Marseille comme emporion
Curieuse ville en vérité que Marseille, victime des aléas des conjonctures politiques, économiques, et qui toujours rebondit… Charles Carrière, dans une thèse pionnière et exemplaire, avait su montrer, dès 1973, que le XVIIIème fut un grand siècle marseillais . On sait que les années 1820-1980, "dates rondes" aurait dit Pierre Chaunu, sont aussi celles d’un grand siècle marseillais, dont les traces sont encore visibles dans le paysage urbain.

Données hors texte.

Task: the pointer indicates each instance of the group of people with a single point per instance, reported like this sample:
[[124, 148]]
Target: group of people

Le réveil de Marseille, après les éprouvantes épreuves de la Révolution (le premier patronat marseillais fut décimé par l‘émigration, la Terreur, la guillotine), puis de l‘Empire, d‘où est-il venu ? D‘une part d‘une conjoncture plus favorable, de lois libérales plus favorables au commerce mais aussi d‘un afflux de talents, venus d’un peu partout, d’abord de la Provence toute proche bien sûr , de la Ciotat , du Vaucluse , du Var , de Digne ou du Languedoc , mais parfois de bien plus loin, d’abord d’Italie -de Gênes par exemple, comme les Rocca et les Roncayolo- et même d’Allemagne . Plus importants encore furent les apports de l’Orient - les relations avec les Echelles du Levant remontaient au moins aux Croisades) -, des Chiotes -,ou de la Syrie . Le creuset marseillais eut vite fait d’absorber les uns et les autres dans l’élite commerciale de la ville et du port. Les premiers chapitres du livre le rappellent fort opportunément : tout naît à Marseille du commerce maritime : on y est d’abord armateur, marchand, courtier maritime ; la banque et l’industrie ne sont que secondes.